Jackie Ingabire, one of the teachers who benefits from the teachers’ training programme, shed light on the concrete skills that she learned from the programme, reminding the audience that: “Schools in Rwanda have not always taught children positive things”. She added that “the medicine for a healthy society and a better future is in the schools, in education”. She further thanked the local authorities for encouraging teachers to attend the training.

IRDP Deputy DG, Ms. Immaculée Mukankubito, talking for the RPEP partners, recalled that peace education is an area not many people understand: “People wonder what we really do. We focus on the human being, on the human attitudes and behaviours through dialogue and debates. Because words have the potential to save or kill, we try to build a society where words do not kill”. As a clarification of the critical thinking and empathy that the four partners involved in RPEP wish to develop, she took the examples of the righteous elderly women who had neither strength nor wealth but saved fellow citizens during the genocide. “This is the aim of the programme; developing the behaviours, such courage as that of those people during the genocide; this is actual resistance against genocide”.

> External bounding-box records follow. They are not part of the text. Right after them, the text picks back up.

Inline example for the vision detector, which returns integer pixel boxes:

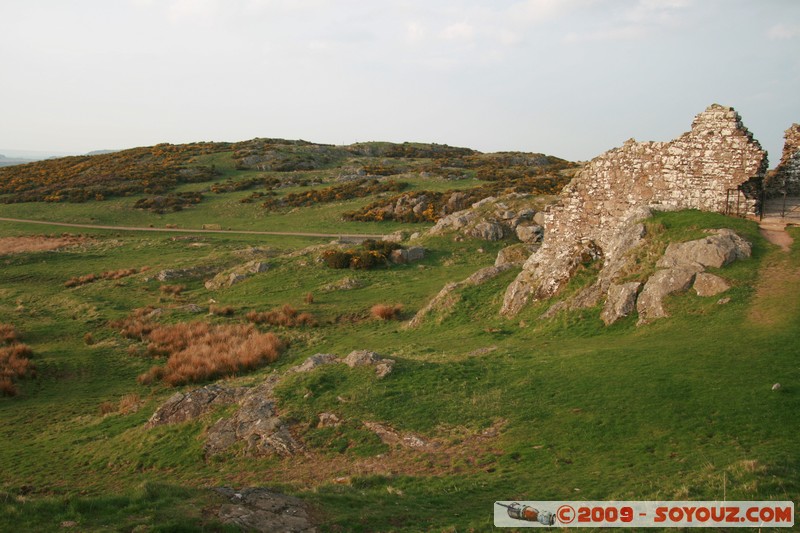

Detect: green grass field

[0,176,800,532]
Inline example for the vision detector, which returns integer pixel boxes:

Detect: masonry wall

[502,104,767,314]
[766,124,800,196]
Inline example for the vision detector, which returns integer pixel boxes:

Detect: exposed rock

[502,104,767,315]
[600,281,642,326]
[389,246,425,264]
[205,259,269,291]
[287,353,339,373]
[405,263,514,328]
[516,224,544,243]
[317,413,342,428]
[693,272,731,296]
[146,384,246,428]
[214,487,316,533]
[342,350,394,378]
[155,266,218,281]
[468,221,505,241]
[765,124,800,196]
[494,243,534,266]
[322,276,364,292]
[656,229,750,272]
[364,422,433,450]
[203,374,303,456]
[636,267,697,324]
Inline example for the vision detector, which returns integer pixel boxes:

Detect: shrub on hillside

[370,304,403,320]
[0,324,34,396]
[245,304,317,328]
[320,239,403,270]
[139,322,286,387]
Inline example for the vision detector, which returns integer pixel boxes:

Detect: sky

[0,0,800,166]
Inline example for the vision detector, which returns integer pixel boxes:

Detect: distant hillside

[0,138,575,208]
[0,154,34,167]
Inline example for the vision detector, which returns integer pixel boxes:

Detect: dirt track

[0,217,383,239]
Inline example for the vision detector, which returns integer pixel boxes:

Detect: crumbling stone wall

[765,124,800,196]
[502,104,767,315]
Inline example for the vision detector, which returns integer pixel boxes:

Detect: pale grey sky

[0,0,800,166]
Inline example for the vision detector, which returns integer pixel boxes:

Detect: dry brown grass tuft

[245,304,317,328]
[0,324,35,396]
[139,322,285,386]
[158,285,186,296]
[370,304,403,320]
[208,305,236,316]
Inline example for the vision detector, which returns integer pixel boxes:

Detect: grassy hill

[0,141,800,531]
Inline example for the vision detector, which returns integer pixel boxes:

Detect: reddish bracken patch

[0,324,34,396]
[139,322,286,386]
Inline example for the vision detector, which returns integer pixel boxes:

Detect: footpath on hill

[0,217,384,239]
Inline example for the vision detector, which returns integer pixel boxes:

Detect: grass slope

[0,206,800,531]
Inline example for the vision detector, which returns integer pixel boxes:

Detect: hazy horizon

[0,0,800,167]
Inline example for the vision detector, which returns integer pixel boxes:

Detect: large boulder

[656,229,751,272]
[600,281,642,326]
[636,268,697,324]
[692,272,731,296]
[146,384,246,428]
[214,487,316,533]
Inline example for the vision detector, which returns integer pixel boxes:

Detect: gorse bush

[139,322,286,386]
[370,304,403,320]
[245,304,317,328]
[320,239,403,270]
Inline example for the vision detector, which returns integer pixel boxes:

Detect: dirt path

[0,217,384,239]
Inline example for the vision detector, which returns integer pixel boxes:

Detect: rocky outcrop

[146,384,246,428]
[494,243,535,267]
[600,281,642,326]
[342,350,394,379]
[692,272,731,296]
[502,104,767,315]
[146,350,395,457]
[405,263,515,328]
[656,229,751,272]
[636,229,751,324]
[214,487,316,533]
[765,124,800,196]
[205,259,269,291]
[429,193,538,242]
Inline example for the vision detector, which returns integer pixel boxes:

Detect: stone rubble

[501,104,767,316]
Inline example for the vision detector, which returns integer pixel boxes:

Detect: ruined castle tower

[765,124,800,196]
[501,104,767,315]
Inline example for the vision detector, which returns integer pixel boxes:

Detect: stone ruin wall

[765,124,800,196]
[501,104,767,315]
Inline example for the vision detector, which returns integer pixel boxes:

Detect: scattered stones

[364,422,434,450]
[693,272,731,296]
[214,487,316,533]
[502,104,767,315]
[287,353,339,373]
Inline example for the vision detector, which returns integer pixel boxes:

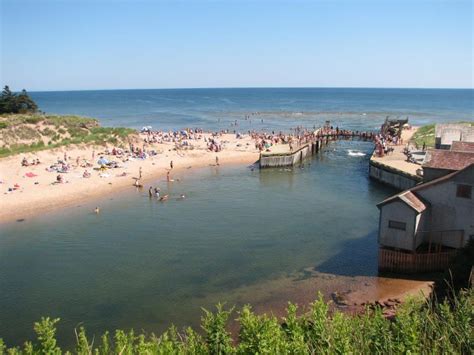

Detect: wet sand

[0,134,259,222]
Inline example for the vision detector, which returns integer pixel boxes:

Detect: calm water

[0,89,472,344]
[32,88,474,131]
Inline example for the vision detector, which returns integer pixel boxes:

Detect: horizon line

[21,85,474,93]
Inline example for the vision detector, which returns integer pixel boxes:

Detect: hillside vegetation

[0,289,474,354]
[0,113,136,157]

Closing the launch event, Rwamagana District Mayor, Mr. Nehemie Uwimana reminded the audience that not so long ago, hate between people was institutionalized in Rwanda. “Now we need to develop positive values inherited from our history”. Peace, he added, is not an event but a process that requires the will to live in harmony with our neighbours and safeguard peace.

He pledged support for the programme, thanked partners and encouraged teachers and students who are going to be trained to take the message of peace to their community.